I remember as a hobbyist Windows programmer (Borland C++ Builder) I was really envious of the skills required to build something like Winamp - especially the UI. Back then, advanced learning resources and examples were effectively non-existent or at least, hard to find and stitch together.
I owe my entire career to the fact that Winamp added the ability to re-skin.
I had just graduated graduate school for international economics, and was working for a government contractor who only hired me because I had a masters (they could charge the government more). Because of this, I literally had nothing to do and would just sit in the office.
I eventually figured out an excuse to get my employer to buy Photoshop for me and I started learning it on company time. When Winamp came out with the update to add skins, I ended up making one of the very first skins (meshAMP) which became really popularly.
This led to contract job with STB (to design interfaces for a TV Tuner card they had) and eventually 3DFX (paid in 3d video cards), and eventually a career change and a job as a graphic designer.
Except, I was not a good designer, so I quickly learned to program (ASP.net and then JAVA), which led to Macromedia Flash, which led to Macromedia Generator, which eventually led to a job offer from Macromedia (now Adobe), where I still am (sadly, sans Flash).
Modern software won't run on a 30 year-old Win95 computer like Winamp did. CSS inside browser-based applications does not count as skinning; that's just an abomination.

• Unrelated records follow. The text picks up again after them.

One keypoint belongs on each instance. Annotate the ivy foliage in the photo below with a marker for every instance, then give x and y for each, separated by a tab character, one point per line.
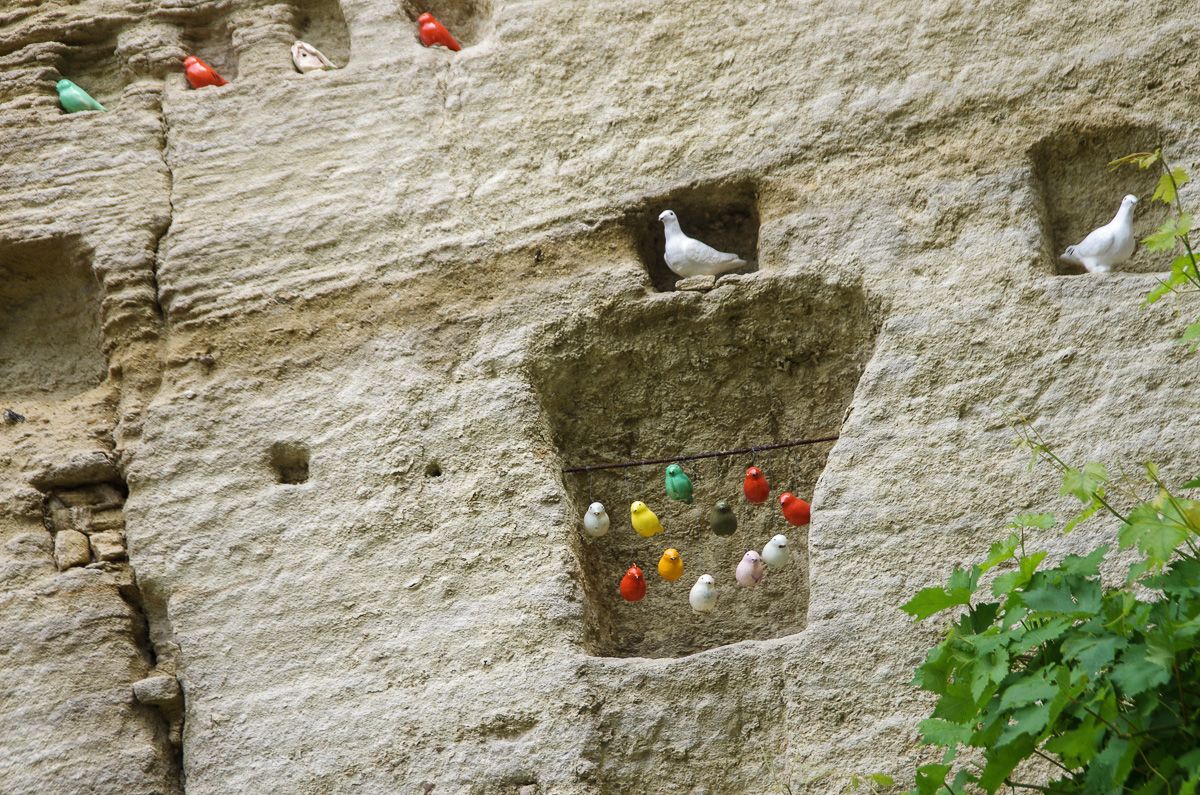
1050	680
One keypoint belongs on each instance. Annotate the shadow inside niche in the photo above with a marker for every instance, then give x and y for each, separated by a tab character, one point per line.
723	214
96	69
322	24
1080	192
775	362
51	338
468	21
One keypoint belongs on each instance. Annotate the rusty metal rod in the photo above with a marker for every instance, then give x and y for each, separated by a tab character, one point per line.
696	456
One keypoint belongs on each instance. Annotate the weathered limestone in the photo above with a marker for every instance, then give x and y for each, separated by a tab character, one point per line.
340	333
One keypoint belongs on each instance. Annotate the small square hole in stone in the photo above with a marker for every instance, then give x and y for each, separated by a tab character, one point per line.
723	214
289	461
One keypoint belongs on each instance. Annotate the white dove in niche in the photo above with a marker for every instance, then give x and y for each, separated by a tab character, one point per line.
1110	245
309	59
690	257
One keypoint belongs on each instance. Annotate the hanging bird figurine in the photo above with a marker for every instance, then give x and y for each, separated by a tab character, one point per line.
721	520
73	99
678	484
595	520
775	554
643	520
796	510
633	585
201	73
755	486
435	33
671	566
309	59
702	596
749	571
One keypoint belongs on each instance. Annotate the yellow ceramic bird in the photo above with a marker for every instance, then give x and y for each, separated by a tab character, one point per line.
645	522
671	566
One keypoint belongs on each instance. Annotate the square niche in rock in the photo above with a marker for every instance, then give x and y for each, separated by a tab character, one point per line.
723	214
51	338
468	21
773	360
1080	192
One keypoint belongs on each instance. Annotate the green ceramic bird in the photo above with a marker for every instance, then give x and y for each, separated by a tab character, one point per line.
678	484
721	520
73	99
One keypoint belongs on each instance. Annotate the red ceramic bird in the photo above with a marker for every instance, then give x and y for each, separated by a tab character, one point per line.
633	585
201	73
796	510
755	486
435	33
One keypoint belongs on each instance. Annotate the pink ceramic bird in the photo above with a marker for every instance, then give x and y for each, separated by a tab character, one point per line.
750	569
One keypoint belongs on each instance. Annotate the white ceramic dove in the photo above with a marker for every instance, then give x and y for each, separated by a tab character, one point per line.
775	554
1110	245
750	571
690	257
702	596
309	59
595	521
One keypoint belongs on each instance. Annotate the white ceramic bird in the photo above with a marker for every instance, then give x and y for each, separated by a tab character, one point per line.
689	257
750	571
1110	245
595	520
775	554
702	596
309	59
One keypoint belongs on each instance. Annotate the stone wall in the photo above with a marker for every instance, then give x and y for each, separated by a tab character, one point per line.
297	363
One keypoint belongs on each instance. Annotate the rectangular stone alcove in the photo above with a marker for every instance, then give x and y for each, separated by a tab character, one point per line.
1080	192
724	214
49	318
768	360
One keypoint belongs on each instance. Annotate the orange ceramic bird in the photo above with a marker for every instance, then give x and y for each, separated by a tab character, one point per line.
435	33
633	585
755	485
201	73
796	510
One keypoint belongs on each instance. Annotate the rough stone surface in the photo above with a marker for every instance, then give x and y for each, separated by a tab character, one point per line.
340	333
71	549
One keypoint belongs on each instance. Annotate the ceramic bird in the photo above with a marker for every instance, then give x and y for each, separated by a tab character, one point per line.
435	33
201	73
721	520
595	520
1113	244
702	596
796	510
775	554
689	257
643	520
755	486
309	59
73	99
633	585
671	566
750	571
678	484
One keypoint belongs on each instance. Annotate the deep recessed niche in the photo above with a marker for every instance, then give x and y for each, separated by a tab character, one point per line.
723	370
289	460
51	340
468	21
724	214
1080	192
211	41
322	24
96	69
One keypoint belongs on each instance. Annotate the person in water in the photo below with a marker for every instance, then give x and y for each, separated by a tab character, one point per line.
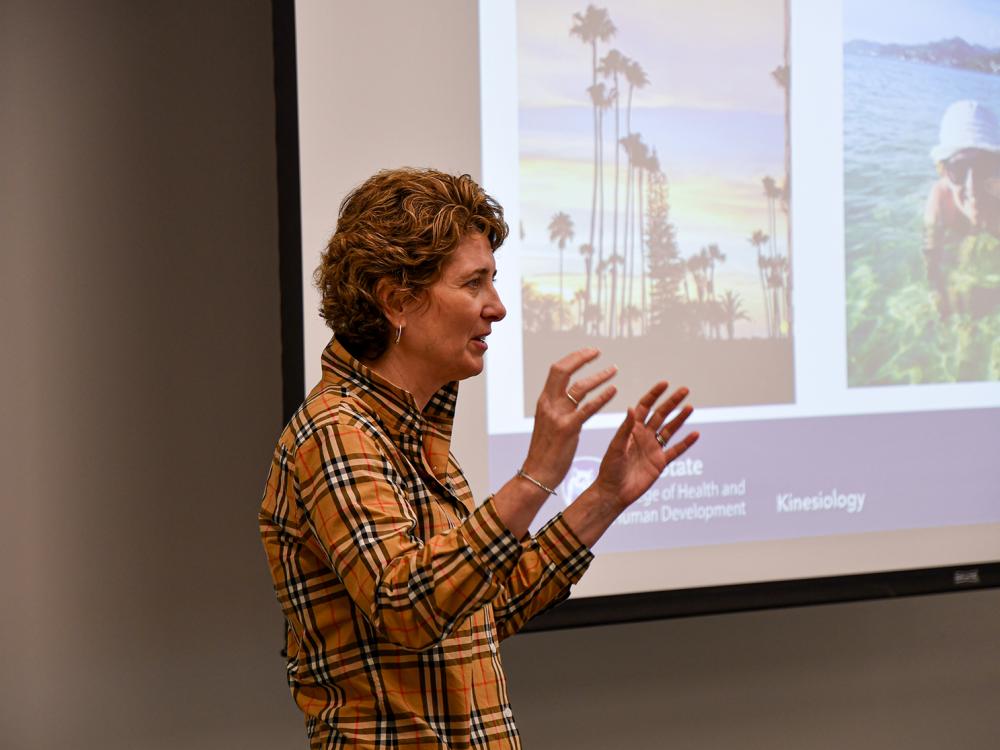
962	215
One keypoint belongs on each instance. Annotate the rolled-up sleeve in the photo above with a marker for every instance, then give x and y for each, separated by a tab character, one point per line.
413	591
550	563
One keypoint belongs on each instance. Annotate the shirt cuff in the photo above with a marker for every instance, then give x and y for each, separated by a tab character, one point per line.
562	546
490	539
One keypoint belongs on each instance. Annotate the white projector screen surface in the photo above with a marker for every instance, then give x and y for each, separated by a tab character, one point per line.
731	196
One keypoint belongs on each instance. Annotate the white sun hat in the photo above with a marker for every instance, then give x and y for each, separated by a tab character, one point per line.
967	124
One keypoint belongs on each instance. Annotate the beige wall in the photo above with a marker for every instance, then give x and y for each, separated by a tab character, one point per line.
140	398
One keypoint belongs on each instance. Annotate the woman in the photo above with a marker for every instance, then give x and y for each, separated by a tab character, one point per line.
395	585
964	203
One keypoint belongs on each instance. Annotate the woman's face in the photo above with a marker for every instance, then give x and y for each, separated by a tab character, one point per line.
973	178
444	334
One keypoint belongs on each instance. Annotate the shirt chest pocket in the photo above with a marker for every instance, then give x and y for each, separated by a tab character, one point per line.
435	510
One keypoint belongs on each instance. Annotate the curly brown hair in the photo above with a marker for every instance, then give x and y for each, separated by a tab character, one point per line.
400	226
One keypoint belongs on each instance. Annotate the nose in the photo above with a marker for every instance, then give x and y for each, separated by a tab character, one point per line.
495	309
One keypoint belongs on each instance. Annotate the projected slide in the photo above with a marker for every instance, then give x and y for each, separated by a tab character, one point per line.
649	181
790	207
653	194
922	192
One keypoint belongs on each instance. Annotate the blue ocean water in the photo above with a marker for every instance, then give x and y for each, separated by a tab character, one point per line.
892	112
895	332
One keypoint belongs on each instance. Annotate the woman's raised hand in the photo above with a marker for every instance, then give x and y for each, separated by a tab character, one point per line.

That's one of the biggest reasons I still use it. Other music players have strictly fixed UIs that often focus on organizing a music library rather than actually playing your music. I'm quite happy organizing my music using the file system.
Skinning was pretty easy to do. The packaging format was a zip archive with a renamed extension. You could do a lot with a little photoshop skills and trial and error.
So many people used it that skins would get a lot of distribution, too.
I found the secret to C++ programming for Windows was using the C API.
It was a long time ago, but IIRC I was using Visual C++ (a very nice compiler that was the first to implement the STL as written) having abandoned Borland Foundation Classes (? name ?) which was dreadful. Woeful.
MFC, the MS C++ offering for writing Windows apps was impossible to use and undocumented at the time. We subscribed to those piles of CDs that MS would send out regularly and I could only find decent documentation for the C API, not the MFC one. Weird.
I used an explicit event loop (simple for a Computer Science graduate like I was) and the C API inside my C++ programme and it worked a treat
Screenshots might take 10’s of kibibytes. Not very baud efficient. Use the webring links at the bottom of the page to find another website that has pictures. Sign their guestbook as thanks.
I remember fondly writing a winamp clone in school with a team project. We scraped together a rough plugin based player, input and output plugins (a super limited network streaming variant), etc.. good times grinding on a neat project. Yikes, that was like 25 years ago.
Justin Frank used to hang out on IRC in #winprog or something, and I can remember when he was showing us how he made the UI skinnable. Asking for ideas and input etc.